Besonders kritisch ist, dass mit dieser Entscheidung eine teure Stichwahl organisiert werden soll, deren Bestand von Beginn an zweifelhaft ist. Für Wahllokale, Personal, Organisation und Verwaltung werden erneut erhebliche öffentliche Mittel aufgewendet. Am Ende könnten tausende Euro an Steuergeld ausgegeben werden, obwohl die Wahrscheinlichkeit hoch ist, dass das Ergebnis später wieder aufgehoben wird. Eine solche Vorgehensweise ist gegenüber den Bürgern schlicht nicht zu verantworten.

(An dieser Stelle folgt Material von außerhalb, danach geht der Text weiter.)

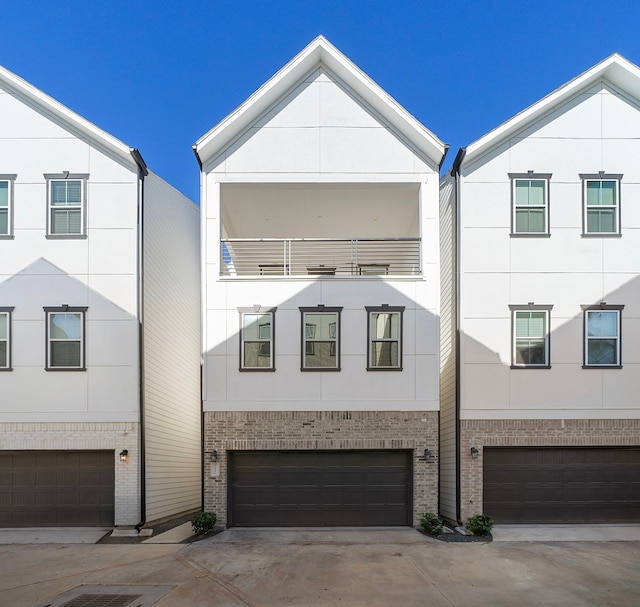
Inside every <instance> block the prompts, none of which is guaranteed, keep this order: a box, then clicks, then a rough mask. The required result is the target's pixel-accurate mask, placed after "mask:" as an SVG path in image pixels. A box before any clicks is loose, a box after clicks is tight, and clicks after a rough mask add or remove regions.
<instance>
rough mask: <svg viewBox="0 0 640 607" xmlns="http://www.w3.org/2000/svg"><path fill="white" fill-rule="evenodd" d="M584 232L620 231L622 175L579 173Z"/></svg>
mask: <svg viewBox="0 0 640 607" xmlns="http://www.w3.org/2000/svg"><path fill="white" fill-rule="evenodd" d="M581 177H582V179H583V232H584V234H605V235H606V234H613V235H616V234H619V233H620V179H621V178H622V175H604V174H603V175H601V176H599V175H581Z"/></svg>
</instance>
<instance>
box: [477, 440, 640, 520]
mask: <svg viewBox="0 0 640 607" xmlns="http://www.w3.org/2000/svg"><path fill="white" fill-rule="evenodd" d="M483 458H484V482H483V489H484V494H483V495H484V499H483V502H484V503H483V506H484V510H483V512H484V513H485V514H488V515H489V516H491V517H492V518H493V519H494V521H495V522H496V523H516V524H517V523H532V524H534V523H637V522H640V448H637V447H636V448H633V447H631V448H611V447H602V448H600V447H560V448H557V447H553V448H551V447H544V448H543V447H540V448H485V449H484V454H483Z"/></svg>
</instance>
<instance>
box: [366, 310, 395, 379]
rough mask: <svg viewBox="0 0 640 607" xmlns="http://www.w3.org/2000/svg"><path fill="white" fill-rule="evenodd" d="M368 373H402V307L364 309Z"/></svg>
mask: <svg viewBox="0 0 640 607" xmlns="http://www.w3.org/2000/svg"><path fill="white" fill-rule="evenodd" d="M366 310H367V313H368V317H369V322H368V325H367V335H368V337H367V341H368V348H367V351H368V358H367V370H368V371H402V313H403V312H404V306H397V307H395V306H394V307H392V306H385V305H383V306H381V307H370V306H367V307H366Z"/></svg>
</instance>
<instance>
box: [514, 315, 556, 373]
mask: <svg viewBox="0 0 640 607" xmlns="http://www.w3.org/2000/svg"><path fill="white" fill-rule="evenodd" d="M552 309H553V304H534V303H528V304H513V305H509V310H510V311H511V368H512V369H551V310H552ZM518 312H546V325H547V326H546V331H545V336H544V359H545V362H544V364H542V365H529V364H525V365H523V364H518V363H517V362H516V360H517V357H516V339H517V338H516V316H517V313H518Z"/></svg>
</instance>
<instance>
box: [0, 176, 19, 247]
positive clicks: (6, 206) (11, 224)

Denn selbst wenn die Stichwahl durchgeführt wird, ist die Angelegenheit keineswegs abgeschlossen. Im Anschluss muss sich die Stadtverordnetenversammlung von Strausberg mit den vorliegenden Wahleinsprüchen befassen. Angesichts der bekannten Unregelmäßigkeiten und offenen Fragen ist es sehr wahrscheinlich, dass die Wahl dort letztlich aufgehoben werden muss. Damit würde sich die jetzt angesetzte Stichwahl im Nachhinein als völlig sinnlos erweisen.

Hinzu kommt, dass die juristische Auseinandersetzung mit dem aktuellen Gerichtsbeschluss keineswegs beendet ist. Es ist damit zu rechnen, dass gegen die Entscheidung der SVV weitere Rechtsmittel eingelegt werden. Damit drohen neue Verfahren und weitere Monate der Unsicherheit. Für die Bürger der Stadt bedeutet das eine fortgesetzte Hängepartie ohne klare politische Verhältnisse.

Statt endlich für Rechtssicherheit zu sorgen, produziert die aktuelle Entscheidung somit nur neue Konflikte und verlängert die Krise rund um die Bürgermeisterwahl. Vertrauen in demokratische Verfahren wird so nicht gestärkt, sondern weiter beschädigt.

Vor diesem Hintergrund mehren sich die Stimmen, die zu einem Boykott der Stichwahl aufrufen und sich an dieser politisch und juristisch absurden Farce nicht zu beteiligen. Diesem Aufruf möchte ich mich persönlich anschließen.